The petitioners who attended Kadaga’s crisis meeting included Abdu Katuntu (Bugweri), Paul Mwiru (Jinja municipality East), Medard Sseggona (Busiro East), Gerald Karuhanga (Youth Western), Mariam Nalubega (Butambala woman) and Wilfred Niwagaba (Ndorwa East).
Kadaga had vowed twice, before Museveni, that she would follow the Constitution and summon the House if she got a valid petition. But in this meeting, she pointedly told the MPs that they had shot their own petition down by including forged signatures. She would reject it.

By this time, Kole MP Fred Ebil had written to Kadaga complaining that his signature had been forged, a move the petitioners protested. However, the petitioners insisted that forgery was not solid enough ground for her to cancel their petition—arguing that the case of withdrawal of signatures was not for her to decide, but for courts.

At the same meeting, it also emerged that NRM lawmakers Sempala Mbuga (Nakaseke South), Beatrice Rusaniya (Kiruhura Woman), Boaz Kafuda (Busongora South), Sara Nakawunde (Mpigi Woman), Godfrey Lubega (Kassanda North) and Onyango Kakoba (Buikwe North) had met Museveni at Rwakitura and were forced to append their signatures on a letter to the speaker demanding their signatures to be withdrawn.

It is these tricky issues, coupled with immense pressure from Museveni, that forced Kadaga to do what the petitioners now call “betrayal”. An MP who attended this meeting told us that the speaker also cited possible political consequences if she recalled the House— arguing that the stakes were not only too deadly for her but for the country at large.

In delivering her ruling on the petition, Kadaga skillfully avoided any pronouncement on Article 95 (5) of the Constitution that provides for the special session of Parliament to be recalled—giving the petitioners leeway for a court redress, which according to sources, she doesn’t want.

In fact an MP, who is close to her, and was part of the petition process, has told us that shortly after she delivered her ruling on Thursday, January 17, Kadaga personally called the petitioners and tried to dissuade them from going to the Constitutional court for an interpretation of her ruling.

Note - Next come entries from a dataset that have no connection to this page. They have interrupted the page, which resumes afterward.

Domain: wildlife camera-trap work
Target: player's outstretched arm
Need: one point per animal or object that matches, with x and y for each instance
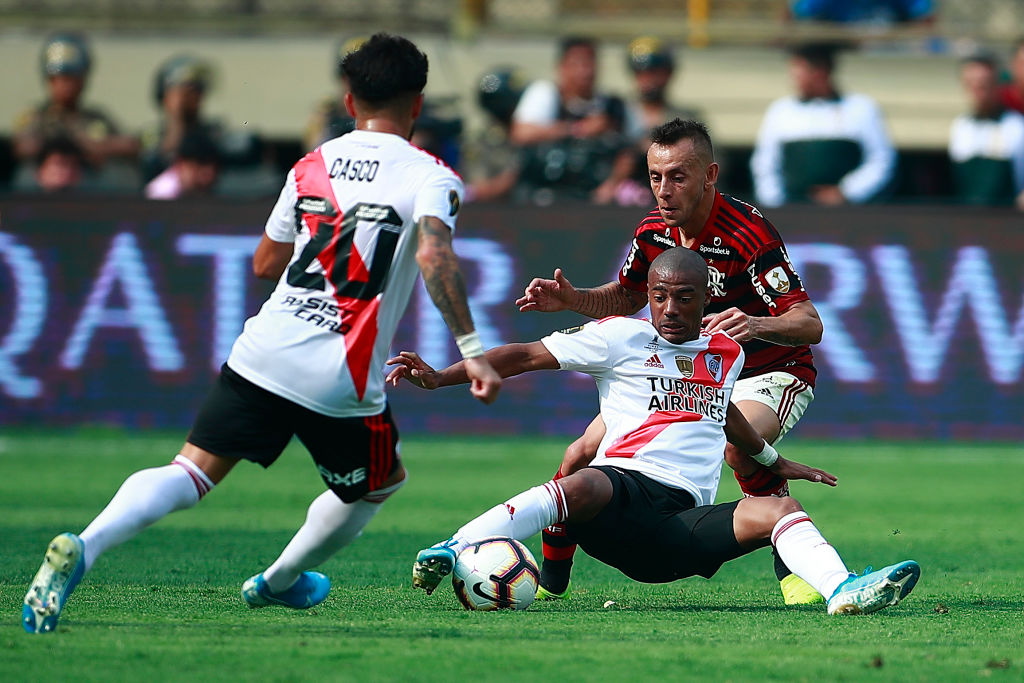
(740, 433)
(797, 326)
(448, 290)
(507, 360)
(559, 294)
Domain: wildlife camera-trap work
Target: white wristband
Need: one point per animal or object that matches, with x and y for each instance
(469, 345)
(767, 457)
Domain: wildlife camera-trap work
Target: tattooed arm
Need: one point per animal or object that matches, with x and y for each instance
(448, 290)
(558, 294)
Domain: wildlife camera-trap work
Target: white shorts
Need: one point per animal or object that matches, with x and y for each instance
(781, 392)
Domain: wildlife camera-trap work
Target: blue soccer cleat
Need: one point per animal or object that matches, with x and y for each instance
(61, 569)
(875, 590)
(308, 591)
(432, 564)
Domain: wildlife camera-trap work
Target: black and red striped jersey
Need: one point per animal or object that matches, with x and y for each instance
(749, 268)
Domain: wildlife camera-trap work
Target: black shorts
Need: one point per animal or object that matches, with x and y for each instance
(238, 419)
(655, 534)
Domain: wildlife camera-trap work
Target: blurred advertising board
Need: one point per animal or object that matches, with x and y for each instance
(120, 310)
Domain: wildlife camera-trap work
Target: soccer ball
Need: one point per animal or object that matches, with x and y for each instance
(496, 573)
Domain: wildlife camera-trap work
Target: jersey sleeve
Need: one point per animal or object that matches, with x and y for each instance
(281, 224)
(584, 348)
(633, 274)
(441, 198)
(773, 269)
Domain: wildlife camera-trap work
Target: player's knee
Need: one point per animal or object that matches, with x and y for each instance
(739, 462)
(577, 457)
(758, 516)
(587, 492)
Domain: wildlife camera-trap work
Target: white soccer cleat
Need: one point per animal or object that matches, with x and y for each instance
(61, 569)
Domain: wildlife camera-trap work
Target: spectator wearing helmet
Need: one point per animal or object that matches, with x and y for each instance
(331, 120)
(180, 87)
(66, 62)
(652, 63)
(653, 66)
(571, 134)
(194, 172)
(492, 161)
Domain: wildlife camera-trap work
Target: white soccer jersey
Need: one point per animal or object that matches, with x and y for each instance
(664, 404)
(351, 207)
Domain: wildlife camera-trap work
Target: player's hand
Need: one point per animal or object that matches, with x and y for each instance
(412, 367)
(788, 469)
(484, 380)
(732, 322)
(548, 296)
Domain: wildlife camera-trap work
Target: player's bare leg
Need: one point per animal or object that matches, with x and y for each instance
(144, 498)
(757, 480)
(331, 524)
(556, 564)
(783, 523)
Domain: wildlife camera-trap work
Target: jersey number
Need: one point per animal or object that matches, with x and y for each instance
(382, 216)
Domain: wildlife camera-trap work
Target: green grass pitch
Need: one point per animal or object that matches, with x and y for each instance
(166, 605)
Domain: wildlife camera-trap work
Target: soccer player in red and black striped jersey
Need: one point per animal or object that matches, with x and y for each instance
(757, 298)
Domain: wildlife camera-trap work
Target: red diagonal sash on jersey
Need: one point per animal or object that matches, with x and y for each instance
(721, 347)
(311, 179)
(645, 433)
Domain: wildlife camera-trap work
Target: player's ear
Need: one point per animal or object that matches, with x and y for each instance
(418, 105)
(350, 104)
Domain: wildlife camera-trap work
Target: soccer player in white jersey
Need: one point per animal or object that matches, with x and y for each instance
(645, 504)
(355, 218)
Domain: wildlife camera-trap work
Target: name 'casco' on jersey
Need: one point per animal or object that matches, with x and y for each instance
(749, 268)
(351, 207)
(664, 404)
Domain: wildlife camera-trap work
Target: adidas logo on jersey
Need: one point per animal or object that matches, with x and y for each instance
(653, 361)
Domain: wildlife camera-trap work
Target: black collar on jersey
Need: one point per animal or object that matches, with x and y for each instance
(834, 97)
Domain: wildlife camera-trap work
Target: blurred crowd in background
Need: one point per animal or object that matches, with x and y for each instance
(545, 139)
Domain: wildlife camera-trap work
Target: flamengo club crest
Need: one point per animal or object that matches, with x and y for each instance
(685, 365)
(714, 364)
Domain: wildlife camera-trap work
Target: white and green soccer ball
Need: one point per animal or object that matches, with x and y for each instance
(496, 573)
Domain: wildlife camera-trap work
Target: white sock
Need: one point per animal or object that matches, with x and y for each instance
(520, 517)
(144, 498)
(331, 524)
(807, 553)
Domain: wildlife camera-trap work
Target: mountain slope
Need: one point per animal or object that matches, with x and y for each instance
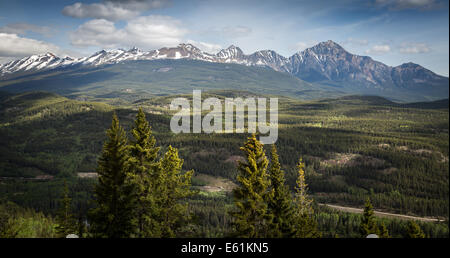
(143, 78)
(330, 68)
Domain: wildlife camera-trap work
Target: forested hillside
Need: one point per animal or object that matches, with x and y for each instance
(353, 148)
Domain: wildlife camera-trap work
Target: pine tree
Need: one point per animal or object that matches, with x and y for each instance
(384, 233)
(305, 224)
(113, 215)
(414, 231)
(66, 223)
(251, 218)
(280, 201)
(143, 175)
(174, 186)
(368, 224)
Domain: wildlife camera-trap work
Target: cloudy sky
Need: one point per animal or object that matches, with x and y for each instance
(390, 31)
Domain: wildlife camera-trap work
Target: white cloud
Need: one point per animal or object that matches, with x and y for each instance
(378, 50)
(23, 28)
(15, 46)
(112, 10)
(414, 48)
(146, 32)
(407, 4)
(236, 31)
(206, 47)
(300, 46)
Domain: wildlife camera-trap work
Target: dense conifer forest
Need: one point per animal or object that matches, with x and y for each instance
(353, 151)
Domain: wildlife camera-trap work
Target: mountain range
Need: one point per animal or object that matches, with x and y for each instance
(327, 65)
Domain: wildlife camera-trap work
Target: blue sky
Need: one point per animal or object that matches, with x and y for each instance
(390, 31)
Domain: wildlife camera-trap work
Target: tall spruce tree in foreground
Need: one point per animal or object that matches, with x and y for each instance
(173, 186)
(414, 231)
(113, 215)
(384, 233)
(280, 202)
(66, 223)
(251, 219)
(143, 176)
(368, 224)
(305, 224)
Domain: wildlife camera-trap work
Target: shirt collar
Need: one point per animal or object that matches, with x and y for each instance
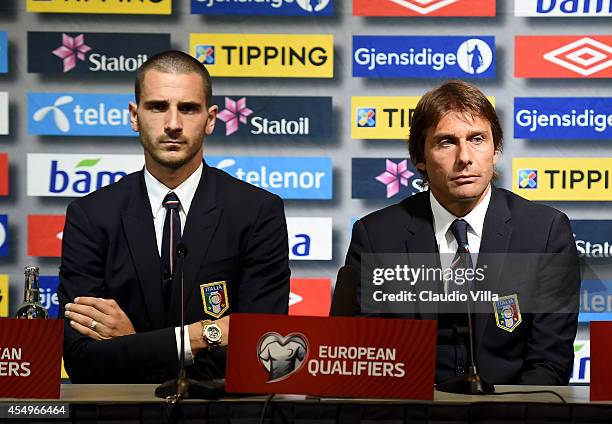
(443, 218)
(185, 191)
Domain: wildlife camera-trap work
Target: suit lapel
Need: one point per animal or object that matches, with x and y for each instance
(140, 234)
(202, 221)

“Certainly this is a tricky situation. The Speaker is our friend, and I don’t envisage a situation where our colleagues are going to take her to court. It cannot happen,” said Patrick Nsanja (Ntenjeru South).

Mwiru shares the same opinion: “Given the pressure that our petition has caused, we cannot continue complicating matters for Madam Speaker.”

Last Friday, some of the petitioners met at Parliament agreed that for the good of the speaker, it was not necessary to take her ruling to the Constitutional court. The few MPs who attended the meeting included Nsanja, Nalubega, Ssemujju, Karuhanga and Muwanga Kivumbi. But some petitioners like Sseggona and Niwagaba still insist on court action to stop this “bad precedent”. The petitioners will seek consensus this morning, when they all meet Parliament.

Can Kadaga bounce back?

Livingstone Okello-Okello, former Chwa MP: “I am very sympathetic to Kadaga. The decision she took was highly regrettable. In those petitioners, she had a constituency that believed in her. She has now abandoned them—shifting to the NRM caucus—something that will render Parliament ineffective.

I remember, I used to tell my friend James Wapakhabulo (former speaker) whenever he faced situations like these, that shifting to what Museveni wants cannot save him politically. And I don’t think what Kadaga has done will save her from Museveni. I think her political career has been damaged.” Ben Wacha, former Oyam North MP:

“I was surprised by her decision. Once you have appended your signature, you cannot withdraw it. It is illogical for anyone to withdraw signatures because it put parliamentary work in a difficult position. Her decision means that MPs will now withdraw signatures from parliamentary reports. But I also appreciate the circumstances under which she was working. If you have a head of state who warns you of serious consequences if you recall Parliament, what do you do?